I'm a huge fan of the Parker novels written by Richard Stark. Richard Stark was the psuedonym of master writer Donald E. Westlake. Westlake sold a lot of his novels to Hollywood producers. And almost every time they took what a truly superb writer gave them and altered, changed and transmuted that material into sometimes bizarre new entities.

Take Made in USA. No, seriously, take Made in USA!;-) lol

It's a pretty dismal film. The main character in the book it was based on, The Jugger, is a cold-hearted master criminal named Parker. In the film, Parker becomes a woman. A French woman. A French woman journalist! In Full Contact, based on the very first Parker novel, The Hunter, Parker becomes a Chinese undercover cop!

So, while Slayground is hardly a faithful adaptation, the fact Parker--here renamed Stone--remains a master criminal is cause to cheer and rejoice.

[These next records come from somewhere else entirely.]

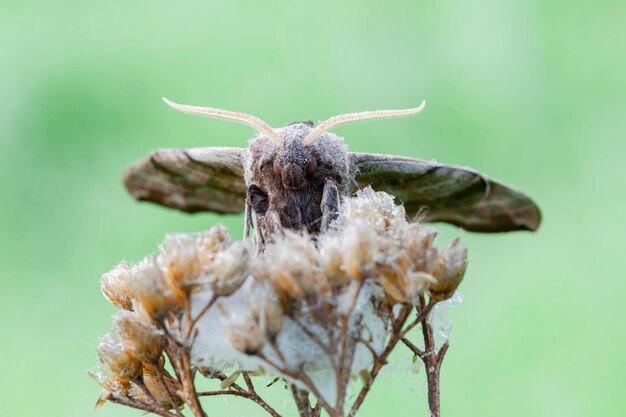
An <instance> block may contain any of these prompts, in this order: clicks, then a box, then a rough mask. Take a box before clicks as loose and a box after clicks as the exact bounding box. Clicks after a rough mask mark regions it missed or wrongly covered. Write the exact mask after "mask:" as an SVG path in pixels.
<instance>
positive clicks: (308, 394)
mask: <svg viewBox="0 0 626 417" xmlns="http://www.w3.org/2000/svg"><path fill="white" fill-rule="evenodd" d="M290 388H291V395H293V399H294V401H295V403H296V407H298V415H299V416H300V417H311V414H312V412H313V409H312V408H311V403H310V402H309V393H308V391H304V390H300V389H298V387H296V386H295V385H294V384H291V387H290Z"/></svg>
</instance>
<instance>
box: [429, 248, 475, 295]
mask: <svg viewBox="0 0 626 417" xmlns="http://www.w3.org/2000/svg"><path fill="white" fill-rule="evenodd" d="M466 269H467V249H466V248H465V246H463V244H462V243H461V241H460V240H459V238H456V239H454V241H452V243H450V245H449V246H448V247H446V248H445V249H444V250H443V251H442V252H441V255H440V256H439V259H438V260H437V264H436V266H435V268H434V271H433V275H434V276H435V279H436V280H437V283H436V284H434V285H432V286H431V287H430V289H429V293H430V295H431V297H432V298H434V299H436V300H445V299H448V298H450V297H452V295H453V294H454V292H455V291H456V289H457V288H458V286H459V284H460V283H461V281H462V280H463V276H464V275H465V270H466Z"/></svg>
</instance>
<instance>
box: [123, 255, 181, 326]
mask: <svg viewBox="0 0 626 417" xmlns="http://www.w3.org/2000/svg"><path fill="white" fill-rule="evenodd" d="M132 275H133V280H132V291H133V296H134V297H135V299H137V301H138V302H139V303H140V304H141V307H142V308H143V309H144V311H145V312H146V313H147V314H148V315H149V316H150V317H151V318H152V319H153V320H156V321H157V322H162V321H163V320H165V318H166V317H167V315H168V313H170V312H173V311H176V310H178V309H180V308H181V307H182V306H181V302H182V294H181V293H180V291H179V290H177V289H176V288H175V287H173V286H172V285H171V284H170V282H169V280H168V278H167V277H166V276H164V274H163V271H162V270H161V268H160V267H159V264H158V262H157V260H156V259H155V258H153V257H150V258H146V259H144V260H143V261H141V262H140V263H139V264H137V265H136V266H135V267H133V268H132Z"/></svg>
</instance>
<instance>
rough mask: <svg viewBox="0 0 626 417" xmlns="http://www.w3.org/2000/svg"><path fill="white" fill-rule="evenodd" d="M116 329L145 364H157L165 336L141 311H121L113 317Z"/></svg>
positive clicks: (122, 338)
mask: <svg viewBox="0 0 626 417" xmlns="http://www.w3.org/2000/svg"><path fill="white" fill-rule="evenodd" d="M113 326H114V329H115V330H116V331H117V332H118V333H119V335H120V336H121V337H122V339H123V340H124V343H125V344H126V345H127V347H128V349H129V350H130V351H131V352H132V354H133V355H134V356H135V357H136V358H137V359H139V360H140V361H141V362H142V363H144V364H156V363H157V362H158V361H159V359H160V357H161V353H162V351H163V346H164V343H165V338H164V337H163V333H162V331H160V330H158V329H157V328H156V327H155V326H154V325H153V324H152V323H151V322H150V321H149V318H148V317H146V316H144V315H143V314H142V313H141V311H140V310H139V311H136V312H131V311H120V312H118V313H117V314H115V316H114V317H113Z"/></svg>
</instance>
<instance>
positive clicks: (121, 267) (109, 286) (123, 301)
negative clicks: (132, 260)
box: [100, 262, 133, 310]
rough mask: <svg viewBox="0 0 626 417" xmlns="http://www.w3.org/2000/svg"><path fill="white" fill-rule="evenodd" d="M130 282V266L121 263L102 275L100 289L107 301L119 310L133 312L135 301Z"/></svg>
mask: <svg viewBox="0 0 626 417" xmlns="http://www.w3.org/2000/svg"><path fill="white" fill-rule="evenodd" d="M130 281H131V273H130V266H128V264H127V263H126V262H121V263H119V264H118V265H117V266H116V267H115V268H113V269H112V270H111V271H109V272H107V273H106V274H104V275H102V278H101V279H100V289H101V290H102V293H103V294H104V296H105V297H106V298H107V300H109V301H110V302H112V303H113V304H115V305H116V306H118V307H119V308H123V309H125V310H132V308H133V299H132V292H131V282H130Z"/></svg>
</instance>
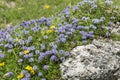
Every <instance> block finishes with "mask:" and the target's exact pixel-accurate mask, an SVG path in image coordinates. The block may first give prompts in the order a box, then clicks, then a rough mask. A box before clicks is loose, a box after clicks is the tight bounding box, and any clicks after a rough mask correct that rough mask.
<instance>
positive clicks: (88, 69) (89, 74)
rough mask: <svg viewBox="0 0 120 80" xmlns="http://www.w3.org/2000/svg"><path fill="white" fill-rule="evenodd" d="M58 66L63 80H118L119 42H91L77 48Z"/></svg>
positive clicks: (119, 55) (95, 41)
mask: <svg viewBox="0 0 120 80" xmlns="http://www.w3.org/2000/svg"><path fill="white" fill-rule="evenodd" d="M70 53H71V55H70V56H69V58H67V59H66V60H65V62H63V63H61V64H60V69H61V72H62V79H63V80H118V79H119V77H120V73H119V72H120V70H119V69H120V42H119V41H112V40H107V39H106V40H105V39H100V40H96V39H95V40H93V41H92V43H91V44H88V45H83V46H77V47H76V48H74V49H73V50H72V51H71V52H70Z"/></svg>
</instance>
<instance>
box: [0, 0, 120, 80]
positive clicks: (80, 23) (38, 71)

The beginning and end bare some resemblence to the novel, but the middle is almost an entirely new creation. If you are a Parker fanatic, as I am, you simply cannot pop this film in your DVD player with the expectation you'll get the "real" Parker.

What you can expect is a fine noir crime thriller with very good acting, score, and cinematography. The direction is a little quirky and it works. This is, I think, the only film Terry Bedford has directed. And that's a shame, because I liked what I saw. There's a dark, gritty, existentialist feel to this movie that sadly only seems be noticed by me and a few others.

Stone and two other bad boys heist an armored car filled with cash in upstate New York. The driver, an inexperienced wannabe, accidentally causes a limo to crash during the getaway, instantly killing it's occupants, which includes a young girl. Stone is remorseful and his initial instinct is to kill the brash wannabe who caused the crash unneccessarily, but he calms down and decides the best thing to do is move on, and heads his own way.

The child's father, however, has different plans. He hires an eerie hitman to kill the people responsible for the crash. How the assassin figures out it was the thieves is anyone's guess. The assassin, however, does seem at times almost supernatural, like a phantom or wraith.

As his crime crew gets killed by this shadowy assassin (admittedly played over the top), Stone refuses to give into what seems like an inevitable death and does everything in his power to keep drawing breath. He eventually escapes to England, to seek possible salvation from an old friend who's life he once saved in a botched robbery.

But it's to no avail--the friend ends up as yet another victim to "The Shadow Man" and Stone realizes it must end one way or another in the closed-down amusement park the creepy hitman lures him to. Stone and the Shadow Man, mano a mano, is man against fate, death, destiny, in all it's existential glory! OK--that's a bit too much; but it really is the way I saw it.

So, my final statement is this is a very well done crime thriller that has gone under the radar for decades. Is it a lost masterpiece, that will drop jaws and pop eyes upon viewing? No. But I do think, however, it's a polished little gem most have failed to recognize.